The main principle is that a stack of three $3 \times 3$ conv layers are similar to a single $7 \times 7$ layer. And maybe even better because they use three non-linear activations in between (instead of one), which makes the function more discriminative.

Secondly, this design decreases the number of parameters. Specifically, you need $3*(3^2)C^2 = 27 \times C^2$ weights, compared to a $7 \times 7$ conv. layer that would require $1*(7^2)C^2 = 49C^2$ parameters (81% more).

Intuitively, it can be regarded as a regularisation on the $7 \times 7$ conv. filters, constricting them to have a $3 \times 3$ non-linear decomposition.

Finally, to get a visual comparison next to AlexNet:

![pic](https://raw.githubusercontent.com/CUTe-EmbeddedAI/images/main/images/fig32.PNG)

### InceptionNet/GoogleNet

After VGG, the paper “Going Deeper with Convolutions” was a huge breakthrough.

> Motivation: Increasing the depth (number of layers) is not the only way to make a model bigger.

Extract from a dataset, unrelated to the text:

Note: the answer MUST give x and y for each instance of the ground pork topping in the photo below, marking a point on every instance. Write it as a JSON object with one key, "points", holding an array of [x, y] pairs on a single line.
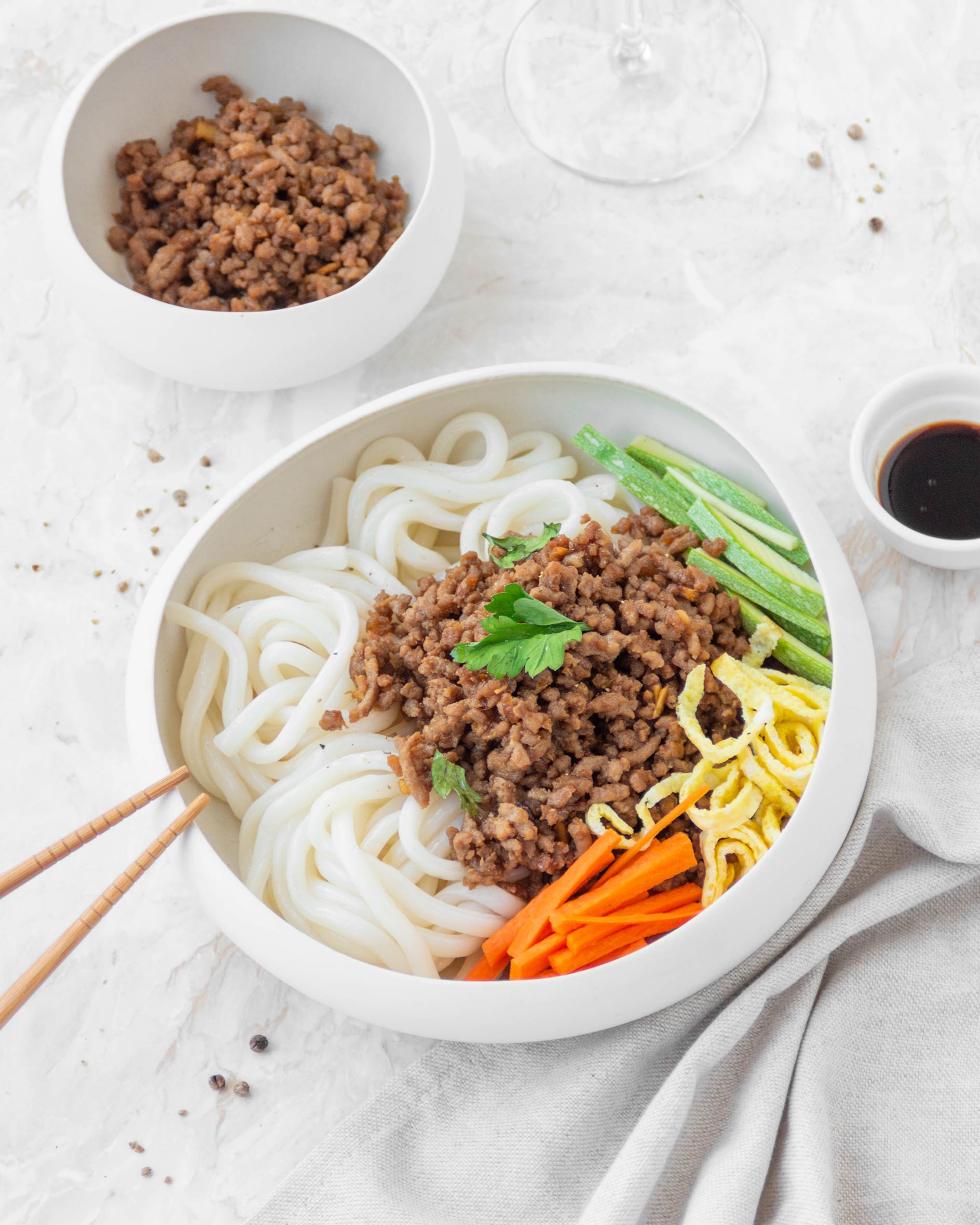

What about increasing both the depth and width of the network while keeping computations to a constant level?

This time the inspiration comes from the human visual system, wherein information is processed at multiple scales and then aggregated locally. How can this be achieved without a memory explosion?

With $1 \times 1$ convolutions! The main purpose is dimension reduction by reducing the output channels of each convolution block. Then we can process the input with different kernel sizes. As long as the output is padded, it is the same as in the input.

To find the appropriate padding with single stride convs without dilation, padding $p$ and kernel $k$ are defined so that $out=in$ (input and output spatial dims):

$out = in + 2*p - k + 1$, which means that $p= (k-1)/2$. This way, we can concatenate features convolved with different kernels.

Then, we need the $1 \times 1$ convolutional layer to “project” the features to fewer channels in order to win computational power. With these extra resources, we can add more layers. Actually, the $1 \times 1$ convolutions work similar to a low dimensional embedding.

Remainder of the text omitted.